Heute morgen habe ich im Garten das Stück
umgegraben, was von den Erbsen frei war. Ich will später, wenn die Setzlinge
groß genug sind, Krauskohl darauf setzen. Jetzt bei der Hitze hätte es ja auch
gar keinen Zweck. Die Erde ist ja bloß noch Staub. Seit vorgestern ist ein Tomatenstock
ganz welk geworden, obwohl er nicht der Sonne ausgesetzt ist und die anderen
Stöcke neben ihm frisch dastehen. Ich habe ihm erst reichlich Wasser gegeben
und als das nichts nützte, habe ich ihn ausgegraben, um zu sehen, ob die Wurzel
kaputt ist. Das ist aber nicht der
Fall. Ich weiß nun nicht, was ihm fehlt. Ich habe ihn wieder eingesetzt, gut
angegossen und will nun sehen, ob er sich wieder erholt.

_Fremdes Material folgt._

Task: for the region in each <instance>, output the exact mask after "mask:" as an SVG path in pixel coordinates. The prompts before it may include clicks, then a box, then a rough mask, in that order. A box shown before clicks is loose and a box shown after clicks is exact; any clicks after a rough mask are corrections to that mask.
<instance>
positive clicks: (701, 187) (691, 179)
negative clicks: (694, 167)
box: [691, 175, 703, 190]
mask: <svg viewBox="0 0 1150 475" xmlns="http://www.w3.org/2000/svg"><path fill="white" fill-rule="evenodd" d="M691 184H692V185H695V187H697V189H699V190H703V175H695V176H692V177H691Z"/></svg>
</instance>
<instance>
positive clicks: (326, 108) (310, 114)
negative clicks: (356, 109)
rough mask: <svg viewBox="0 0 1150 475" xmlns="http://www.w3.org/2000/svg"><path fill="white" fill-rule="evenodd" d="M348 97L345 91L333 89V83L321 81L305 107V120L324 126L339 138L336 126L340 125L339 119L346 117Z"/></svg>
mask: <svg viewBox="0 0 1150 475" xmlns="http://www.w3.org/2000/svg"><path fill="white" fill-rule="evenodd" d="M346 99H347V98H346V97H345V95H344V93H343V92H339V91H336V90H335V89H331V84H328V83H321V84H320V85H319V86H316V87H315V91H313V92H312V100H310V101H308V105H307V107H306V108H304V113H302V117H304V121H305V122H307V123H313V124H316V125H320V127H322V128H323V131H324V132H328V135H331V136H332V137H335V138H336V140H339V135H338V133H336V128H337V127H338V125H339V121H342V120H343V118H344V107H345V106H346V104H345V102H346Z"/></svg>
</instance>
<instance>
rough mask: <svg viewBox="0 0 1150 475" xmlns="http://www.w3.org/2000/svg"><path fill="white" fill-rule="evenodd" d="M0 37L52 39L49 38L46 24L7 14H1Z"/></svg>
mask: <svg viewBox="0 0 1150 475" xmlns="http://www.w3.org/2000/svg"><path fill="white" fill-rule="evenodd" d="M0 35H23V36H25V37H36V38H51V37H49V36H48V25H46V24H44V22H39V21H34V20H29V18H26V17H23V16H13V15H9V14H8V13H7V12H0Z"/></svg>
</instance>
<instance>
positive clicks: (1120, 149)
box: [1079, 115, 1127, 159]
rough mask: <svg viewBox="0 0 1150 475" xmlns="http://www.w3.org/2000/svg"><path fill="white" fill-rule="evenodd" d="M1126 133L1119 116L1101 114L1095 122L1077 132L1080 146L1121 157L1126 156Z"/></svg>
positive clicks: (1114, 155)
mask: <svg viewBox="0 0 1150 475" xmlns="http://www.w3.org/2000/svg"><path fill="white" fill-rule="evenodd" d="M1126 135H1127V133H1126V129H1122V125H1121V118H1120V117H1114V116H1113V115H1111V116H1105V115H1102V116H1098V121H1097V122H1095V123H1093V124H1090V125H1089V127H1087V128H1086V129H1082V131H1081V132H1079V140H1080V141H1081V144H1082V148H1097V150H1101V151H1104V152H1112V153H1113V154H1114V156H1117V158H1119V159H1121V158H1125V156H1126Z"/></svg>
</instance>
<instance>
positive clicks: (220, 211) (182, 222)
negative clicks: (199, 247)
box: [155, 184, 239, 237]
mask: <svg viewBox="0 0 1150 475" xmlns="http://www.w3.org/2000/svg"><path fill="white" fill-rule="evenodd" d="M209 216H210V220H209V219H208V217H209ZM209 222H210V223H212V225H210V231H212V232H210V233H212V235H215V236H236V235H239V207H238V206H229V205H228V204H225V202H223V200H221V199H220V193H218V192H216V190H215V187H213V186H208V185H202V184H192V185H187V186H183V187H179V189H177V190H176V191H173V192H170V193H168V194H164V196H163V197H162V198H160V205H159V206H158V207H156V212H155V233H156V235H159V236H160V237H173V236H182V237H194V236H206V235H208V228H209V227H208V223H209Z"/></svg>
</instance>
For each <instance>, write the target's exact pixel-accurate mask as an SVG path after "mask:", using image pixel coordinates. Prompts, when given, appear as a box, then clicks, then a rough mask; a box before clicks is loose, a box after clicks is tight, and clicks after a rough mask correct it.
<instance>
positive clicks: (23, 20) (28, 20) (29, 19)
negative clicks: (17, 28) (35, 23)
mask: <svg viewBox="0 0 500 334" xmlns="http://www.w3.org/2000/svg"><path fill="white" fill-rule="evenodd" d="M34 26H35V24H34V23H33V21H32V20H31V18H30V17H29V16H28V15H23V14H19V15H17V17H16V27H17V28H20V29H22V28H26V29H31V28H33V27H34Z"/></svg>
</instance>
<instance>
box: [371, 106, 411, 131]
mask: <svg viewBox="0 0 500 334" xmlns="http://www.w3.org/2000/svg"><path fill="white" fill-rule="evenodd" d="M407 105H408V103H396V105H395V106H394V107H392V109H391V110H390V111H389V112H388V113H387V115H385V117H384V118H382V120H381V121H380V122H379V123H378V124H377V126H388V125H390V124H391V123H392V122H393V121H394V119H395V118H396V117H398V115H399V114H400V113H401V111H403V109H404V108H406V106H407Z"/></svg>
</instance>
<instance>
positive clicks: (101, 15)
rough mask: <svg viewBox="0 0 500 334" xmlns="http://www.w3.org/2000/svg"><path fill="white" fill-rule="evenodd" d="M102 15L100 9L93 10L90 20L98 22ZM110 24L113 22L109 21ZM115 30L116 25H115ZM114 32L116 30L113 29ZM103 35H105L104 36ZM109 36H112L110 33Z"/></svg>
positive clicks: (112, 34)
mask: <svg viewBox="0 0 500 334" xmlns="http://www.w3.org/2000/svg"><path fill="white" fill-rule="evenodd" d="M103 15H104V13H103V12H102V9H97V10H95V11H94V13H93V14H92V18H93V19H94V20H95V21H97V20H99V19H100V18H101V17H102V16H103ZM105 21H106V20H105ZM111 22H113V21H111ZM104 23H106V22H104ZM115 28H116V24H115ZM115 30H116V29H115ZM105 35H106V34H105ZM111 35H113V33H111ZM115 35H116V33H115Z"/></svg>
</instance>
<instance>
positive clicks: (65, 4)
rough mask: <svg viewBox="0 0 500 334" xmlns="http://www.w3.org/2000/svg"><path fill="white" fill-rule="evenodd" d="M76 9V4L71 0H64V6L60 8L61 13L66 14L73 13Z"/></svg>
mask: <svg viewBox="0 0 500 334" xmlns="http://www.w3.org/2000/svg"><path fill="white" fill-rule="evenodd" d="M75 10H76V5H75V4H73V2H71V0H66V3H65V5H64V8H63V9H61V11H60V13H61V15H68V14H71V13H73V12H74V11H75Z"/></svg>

Als ich für Jörg einen Krankenschein geholt habe, erkundigte ich mich gleich
einmal wegen der Krankenkasse. Also auch als Beamter kann man weiter in der
Krankenkasse bleiben. Soviel ich verstanden habe, kann man sich dann freiwillig
versichern. Vorläufig bleibt einmal alles beim Alten. Erst wenn Du wieder
heimkommst und wir die vollen Beträge bezahlen müssen, ist es notwendig, von
der Stadt eine Bescheinigung über die Gehaltserhöhung und über die Ernennung
zum Beamten zu bringen. Jetzt brauche ich mich um weiter nichts zu kümmern.
Heute will ich nun endlich auch an Kurt
schreiben Der wird sicher schon lange warten. Ich schicke Dir den Durchschlag
mit. Die Phototasche habe ich ihm ja noch nicht raussuchen können.
Nun will ich wieder Schluß machen. Sei
recht herzlich gegrüßt und geküßt von Deiner Annie.